Цейхгауз дивизионный по случаю революции растащили мы дочиста. Мне шпагату четыре мотка досталось, подсумки холщовые: нестоющее барахлишко, а домой, думаю, вернусь — пригодится. Двое полтавских из девятой роты полковой денежный ящик утащили; и как им, дьяволам, нечистая сила помогла, вовек не додуматься: весу тот ящик пудов десять, а то и все пятьдесят.

Комитеты кругом, в комитетах споры-разговоры…

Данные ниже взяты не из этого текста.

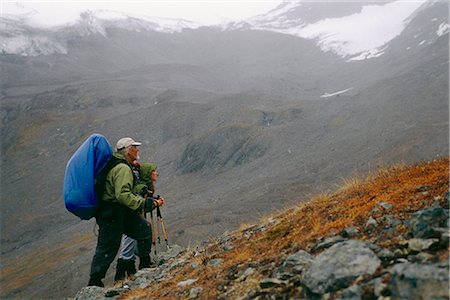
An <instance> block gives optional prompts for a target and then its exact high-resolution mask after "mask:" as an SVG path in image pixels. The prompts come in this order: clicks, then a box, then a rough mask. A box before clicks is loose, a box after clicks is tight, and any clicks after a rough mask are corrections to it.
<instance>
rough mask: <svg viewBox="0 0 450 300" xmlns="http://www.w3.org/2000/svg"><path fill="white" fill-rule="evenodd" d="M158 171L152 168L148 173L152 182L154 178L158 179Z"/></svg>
mask: <svg viewBox="0 0 450 300" xmlns="http://www.w3.org/2000/svg"><path fill="white" fill-rule="evenodd" d="M158 175H159V174H158V171H157V170H153V171H152V172H151V173H150V180H151V181H152V182H155V181H156V180H158Z"/></svg>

В каждом полку комитет, в каждой роте комитет, в корпусе будто комитет был, да что там — каждый нижний чин, и тот сам себе комитет, только бы глотка гремела. У меня, не в похвальбу будь сказано, смекалка не на палке — фронт научил, и два георгия в грудь не задарма влеплены. Вторая рота в голос порешила:

— Будь ты, Максим Кужель, товарищ неизменный, будь нашим депутатом и мозолистыми руками поддерживай наш солдатский интерес.

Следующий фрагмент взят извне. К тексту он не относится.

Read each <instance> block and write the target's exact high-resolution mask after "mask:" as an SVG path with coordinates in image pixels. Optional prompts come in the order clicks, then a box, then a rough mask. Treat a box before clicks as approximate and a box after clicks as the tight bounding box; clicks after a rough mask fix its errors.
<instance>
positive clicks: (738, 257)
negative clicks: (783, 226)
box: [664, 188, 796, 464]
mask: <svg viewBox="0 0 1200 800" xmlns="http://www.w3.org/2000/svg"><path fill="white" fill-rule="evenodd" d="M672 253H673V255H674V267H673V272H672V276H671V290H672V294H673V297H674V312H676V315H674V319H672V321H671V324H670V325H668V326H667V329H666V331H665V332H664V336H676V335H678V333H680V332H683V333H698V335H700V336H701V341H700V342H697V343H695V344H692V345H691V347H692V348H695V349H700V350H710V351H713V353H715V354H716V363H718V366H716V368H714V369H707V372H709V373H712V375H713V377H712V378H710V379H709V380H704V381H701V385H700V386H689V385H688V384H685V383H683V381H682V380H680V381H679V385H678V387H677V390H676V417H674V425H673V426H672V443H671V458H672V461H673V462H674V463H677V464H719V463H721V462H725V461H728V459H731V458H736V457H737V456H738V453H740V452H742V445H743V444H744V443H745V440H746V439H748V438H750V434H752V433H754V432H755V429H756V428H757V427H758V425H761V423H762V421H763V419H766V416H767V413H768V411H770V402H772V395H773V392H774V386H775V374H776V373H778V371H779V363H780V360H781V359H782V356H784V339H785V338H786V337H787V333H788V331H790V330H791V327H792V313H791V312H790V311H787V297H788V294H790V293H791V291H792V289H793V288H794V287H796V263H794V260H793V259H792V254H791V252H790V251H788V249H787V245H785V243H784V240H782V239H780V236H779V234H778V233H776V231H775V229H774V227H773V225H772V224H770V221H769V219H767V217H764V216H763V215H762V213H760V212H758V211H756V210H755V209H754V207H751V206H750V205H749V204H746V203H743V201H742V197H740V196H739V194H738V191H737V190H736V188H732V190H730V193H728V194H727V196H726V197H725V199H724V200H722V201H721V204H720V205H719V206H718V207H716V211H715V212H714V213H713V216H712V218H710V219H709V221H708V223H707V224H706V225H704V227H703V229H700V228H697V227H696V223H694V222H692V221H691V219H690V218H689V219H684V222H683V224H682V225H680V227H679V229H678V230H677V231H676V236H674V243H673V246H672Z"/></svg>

То ли от страху, то ли от радости руки у меня дрожат — папироску сворачиваю, — однако виду не подаю и, закурив, отвечаю:

— Служил царю, послужу и псарю… Малоученый я, но не робею и за солдата душу отдам.

— Крой, Кужель.

— В обиду не дадим.

— Верой и правдой чтоб.

Закрутил я ус кренделем и в комитет.

На привольном воздухе комитет, в офицерской палатке. Бывало, до этой палатки четырех шагов не дойдешь — стоп! Вытянешься — того гляди шкура лопнет: «Гав, гав, гав, разрешите войти!» Теперь, шалишь, кому захотелось, и лезь в комитет, как в дом родной. Заходит серый и с офицером за ручку: «Как спать изволили?» — а то еще того чище: развалится серый, будто султан-паша, закурит табачок турецкий и под самый офицеров нос дым этак хладнокровно пускает, а он, его благородие, вроде и не чует.

И смешно и дивно…

Вернусь в роту, расскажу-размажу, гогочут ребята, ровно жеребцы стоялые, и вздыхают свободно.

Дальше — больше, о доме разговоры пошли.

— Скоро ли?

— Да как?

— Пора бы…

— Сиди тут, как проклятый.

— Покинуты, заброшены…

— Защитники, скотинка бессловесная.

Солдатская секция и в комитете нет-нет да и подсунет словцо:

— Как там?

— Ждите, братцы. Газеты пишут, скоро-де немцам алла верды, тогда замиренье выйдет, и мы, как всесветные герои, мирно разъедемся по домам родины своей.

— Три года, ваше благородие, газеты рай сулят, а толку черт ма.

— Помни долг службы.

— Больно долог долг-то, конца ему не видать.

— Много ждали, немного надо подождать.

Тут у нас разговор глубже зарывался.

— Не довольно ли, ваше благородие, буржуазов потешать? Наше горе им в смех да в радость.

— За богом молитва, за родиной служба не пропадет.